ImageDataBunch not loading test data in order

I have folder full of images and for testing i m giving path to ImageDataBunch
data = ImageDataBunch.from_folder (' ./data/', ds_tfms=get_transforms(), test='./test/', size=224, num_workers=10)

I am getting good accuracy but when i submit the predictions i got really low accuracy as my test data set that is loaded is not in order nd hence giving predictions on
p = learn_cnn.get_preds(ds_type=DatasetType.Test)

I debug and check that images in folder and images in test data set are not in same order
i checked that by

data.test_ds[4][0]

And then i go to my folder and verify that 4(th) image ( keeping in mind of 0th element ) are not same

so when i

p = learn_cnn.get_preds(ds_type=DatasetType.Test)
This will obviously predict for different order
So how can i load test data in order for folder ?

in other words
Why this ? test_df.iloc[4] is not same as data.test_ds[4][0]

Hi, for some reason the ImageDataBunch.from_folder() method doesn’t have presort parameter, but for example in the data_block.py file the get_files() method has presort param which is False by default, and this get_files() method used in the ImageList.from_folder() which is used by ImageDataBunch.from_folder() inside.

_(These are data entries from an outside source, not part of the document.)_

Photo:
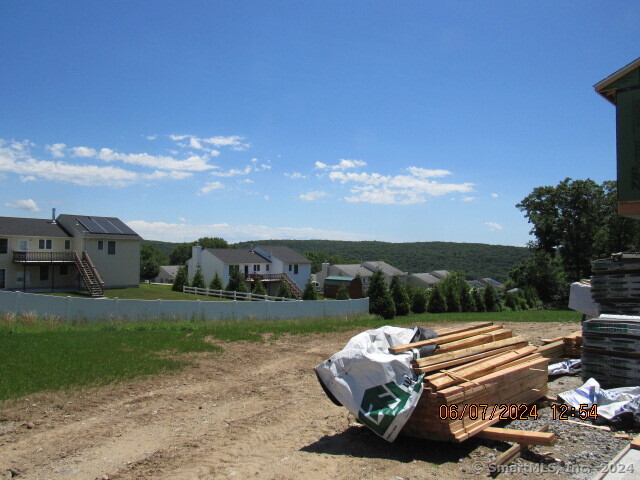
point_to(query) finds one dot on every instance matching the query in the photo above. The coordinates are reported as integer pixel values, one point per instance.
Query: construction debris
(478, 375)
(611, 346)
(475, 379)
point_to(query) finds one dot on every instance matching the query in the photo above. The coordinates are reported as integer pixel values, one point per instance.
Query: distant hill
(474, 260)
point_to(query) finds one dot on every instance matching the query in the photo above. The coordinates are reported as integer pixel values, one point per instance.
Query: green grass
(38, 354)
(148, 292)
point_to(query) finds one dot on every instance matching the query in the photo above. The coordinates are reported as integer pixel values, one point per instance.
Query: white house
(68, 252)
(272, 264)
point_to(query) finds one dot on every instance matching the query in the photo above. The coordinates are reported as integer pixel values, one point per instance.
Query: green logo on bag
(380, 405)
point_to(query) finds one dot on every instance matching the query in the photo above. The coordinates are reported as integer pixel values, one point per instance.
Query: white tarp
(377, 387)
(611, 402)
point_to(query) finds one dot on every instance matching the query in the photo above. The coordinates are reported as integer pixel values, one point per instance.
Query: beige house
(70, 252)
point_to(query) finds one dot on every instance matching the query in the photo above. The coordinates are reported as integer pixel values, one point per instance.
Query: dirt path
(254, 411)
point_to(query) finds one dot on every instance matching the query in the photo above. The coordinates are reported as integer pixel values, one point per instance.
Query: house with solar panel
(270, 263)
(70, 252)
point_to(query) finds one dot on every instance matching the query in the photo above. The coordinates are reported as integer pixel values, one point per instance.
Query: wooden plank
(515, 451)
(452, 363)
(519, 436)
(475, 369)
(479, 383)
(599, 427)
(469, 326)
(474, 341)
(467, 352)
(444, 339)
(552, 350)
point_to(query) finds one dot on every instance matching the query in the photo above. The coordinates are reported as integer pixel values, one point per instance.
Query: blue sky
(360, 120)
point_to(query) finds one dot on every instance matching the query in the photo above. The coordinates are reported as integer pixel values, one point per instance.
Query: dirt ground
(254, 411)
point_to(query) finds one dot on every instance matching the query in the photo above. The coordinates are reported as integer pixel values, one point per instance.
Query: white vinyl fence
(235, 295)
(71, 308)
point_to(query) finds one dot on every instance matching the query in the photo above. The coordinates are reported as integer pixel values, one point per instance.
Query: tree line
(573, 223)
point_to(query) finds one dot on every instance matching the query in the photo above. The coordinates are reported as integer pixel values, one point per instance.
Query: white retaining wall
(103, 308)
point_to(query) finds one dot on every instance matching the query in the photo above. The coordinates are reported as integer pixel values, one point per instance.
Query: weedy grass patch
(46, 353)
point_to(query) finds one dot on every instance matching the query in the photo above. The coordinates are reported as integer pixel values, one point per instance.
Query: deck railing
(20, 256)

I think you can use ImageDataBunch.from_df() if you created a df anyway to test this which is in the right order for your submission as you tested :slight_smile:
(or if it’s not okey, then you can use somehow that get_files() with some custom coding and use its presort)

1 Like

I just loop over data by learn.pred. but thankyou will try that next time

What about some like

class NoRandDL(DataLoader):
        def randomize(self): self.rng = 3 # random.Random(self.rng.randint(0,2**32-1))